982 self._iterating = False
--> 983 if self.dispatch_one_batch(iterator):
984 self._iterating = self._original_iterator is not None
985
~/.local/lib/python3.6/site-packages/sklearn/externals/joblib/parallel.py in dispatch_one_batch(self, iterator)
823 return False
824 else:
--> 825 self._dispatch(tasks)
826 return True
827
~/.local/lib/python3.6/site-packages/sklearn/externals/joblib/parallel.py in _dispatch(self, batch)
780 with self._lock:
781 job_idx = len(self._jobs)
--> 782 job = self._backend.apply_async(batch, callback=cb)
783 # A job can complete so quickly than its callback is
784 # called before we get here, causing self._jobs to
~/.local/lib/python3.6/site-packages/sklearn/externals/joblib/_parallel_backends.py in apply_async(self, func, callback)
180 def apply_async(self, func, callback=None):
181 """Schedule a func to be run"""
--> 182 result = ImmediateResult(func)
183 if callback:
184 callback(result)
~/.local/lib/python3.6/site-packages/sklearn/externals/joblib/_parallel_backends.py in __init__(self, batch)
543 # Don't delay the application, to avoid keeping the input
544 # arguments in memory
--> 545 self.results = batch()
546
547 def get(self):
~/.local/lib/python3.6/site-packages/sklearn/externals/joblib/parallel.py in __call__(self)
259 with parallel_backend(self._backend):
260 return [func(*args, **kwargs)
--> 261 for func, args, kwargs in self.items]
262
263 def __len__(self):
~/.local/lib/python3.6/site-packages/sklearn/externals/joblib/parallel.py in <listcomp>(.0)
259 with parallel_backend(self._backend):
260 return [func(*args, **kwargs)
--> 261 for func, args, kwargs in self.items]
262
263 def __len__(self):
~/.local/lib/python3.6/site-packages/sklearn/model_selection/_validation.py in _fit_and_score(estimator, X, y, scorer, train, test, verbose, parameters, fit_params, return_train_score, return_parameters, return_n_test_samples, return_times, return_estimator, error_score)
526 estimator.fit(X_train, **fit_params)
527 else:
--> 528 estimator.fit(X_train, y_train, **fit_params)
529
530 except Exception as e:
~/.local/lib/python3.6/site-packages/sklearn/svm/base.py in fit(self, X, y, sample_weight)
210
211 seed = rnd.randint(np.iinfo('i').max)
--> 212 fit(X, y, sample_weight, solver_type, kernel, random_seed=seed)
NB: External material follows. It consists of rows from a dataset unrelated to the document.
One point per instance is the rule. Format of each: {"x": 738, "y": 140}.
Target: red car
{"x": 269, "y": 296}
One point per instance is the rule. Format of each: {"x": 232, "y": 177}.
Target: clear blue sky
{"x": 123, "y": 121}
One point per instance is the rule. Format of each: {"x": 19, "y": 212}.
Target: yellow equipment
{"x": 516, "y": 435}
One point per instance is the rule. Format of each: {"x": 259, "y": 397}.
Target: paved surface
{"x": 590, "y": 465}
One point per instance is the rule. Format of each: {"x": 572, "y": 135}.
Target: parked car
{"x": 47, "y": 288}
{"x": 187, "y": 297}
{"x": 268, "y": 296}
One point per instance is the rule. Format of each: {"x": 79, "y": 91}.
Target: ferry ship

213 # see comment on the other call to np.iinfo in this file
214
~/.local/lib/python3.6/site-packages/sklearn/svm/base.py in _sparse_fit(self, X, y, sample_weight, solver_type, kernel, random_seed)
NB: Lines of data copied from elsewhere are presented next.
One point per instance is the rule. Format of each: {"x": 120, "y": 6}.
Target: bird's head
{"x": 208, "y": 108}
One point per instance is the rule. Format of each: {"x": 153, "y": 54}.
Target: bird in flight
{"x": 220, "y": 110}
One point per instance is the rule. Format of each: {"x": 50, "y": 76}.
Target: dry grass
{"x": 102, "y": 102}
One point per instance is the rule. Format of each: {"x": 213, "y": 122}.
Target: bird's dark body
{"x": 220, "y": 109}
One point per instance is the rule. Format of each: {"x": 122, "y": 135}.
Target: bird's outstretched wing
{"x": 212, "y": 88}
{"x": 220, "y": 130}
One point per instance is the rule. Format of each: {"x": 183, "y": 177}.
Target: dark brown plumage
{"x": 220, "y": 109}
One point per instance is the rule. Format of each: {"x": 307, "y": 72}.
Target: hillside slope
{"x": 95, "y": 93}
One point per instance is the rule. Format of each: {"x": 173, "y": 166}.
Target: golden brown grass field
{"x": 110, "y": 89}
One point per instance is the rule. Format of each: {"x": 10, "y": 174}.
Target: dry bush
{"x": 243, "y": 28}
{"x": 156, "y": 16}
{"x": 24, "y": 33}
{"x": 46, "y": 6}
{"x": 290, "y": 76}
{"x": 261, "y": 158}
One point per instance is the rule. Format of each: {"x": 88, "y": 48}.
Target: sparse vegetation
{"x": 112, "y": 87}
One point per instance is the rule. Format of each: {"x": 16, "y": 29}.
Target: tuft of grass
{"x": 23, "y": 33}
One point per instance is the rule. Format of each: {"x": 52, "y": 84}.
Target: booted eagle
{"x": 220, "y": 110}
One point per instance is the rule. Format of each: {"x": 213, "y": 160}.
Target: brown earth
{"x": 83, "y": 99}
291 sample_weight, self.nu, self.cache_size, self.epsilon,
292 int(self.shrinking), int(self.probability), self.max_iter,
--> 293 random_seed)
294
295 self._warn_from_fit_status()
sklearn/svm/libsvm_sparse.pyx in sklearn.svm.libsvm_sparse.libsvm_sparse_train()
TypeError: an integer is required
My train_labels variable contains a list of booleans, so I have a binary classification problem. train_data is a <class'scipy.sparse.csr.csr_matrix'>, basically containing all scaled and One-Hot encoded features.
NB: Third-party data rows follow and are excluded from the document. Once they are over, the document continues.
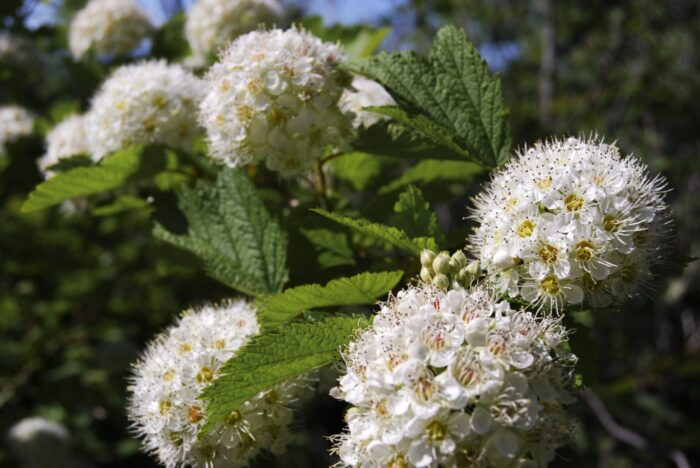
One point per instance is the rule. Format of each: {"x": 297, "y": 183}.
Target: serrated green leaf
{"x": 433, "y": 170}
{"x": 332, "y": 248}
{"x": 358, "y": 41}
{"x": 123, "y": 167}
{"x": 360, "y": 289}
{"x": 231, "y": 231}
{"x": 388, "y": 234}
{"x": 122, "y": 204}
{"x": 359, "y": 169}
{"x": 66, "y": 164}
{"x": 275, "y": 357}
{"x": 414, "y": 216}
{"x": 449, "y": 98}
What did I do wrong? It's hard for me to track down what the issue is here. I thank you for any help in advance ;).
When you initialize the SVC using this line:
poly_svm_search = SVC(kernel="poly", degree="2")
You are supplying degree param with a string, due to inverted commas around it. But according to the documentation, degree takes an integer as value.
degree : int, optional (default=3) Degree of the polynomial kernel
function (‘poly’). Ignored by all other kernels.
So you need to do this:
poly_svm_search = SVC(kernel="poly", degree=2)
Notice how I did not use inverted commas here.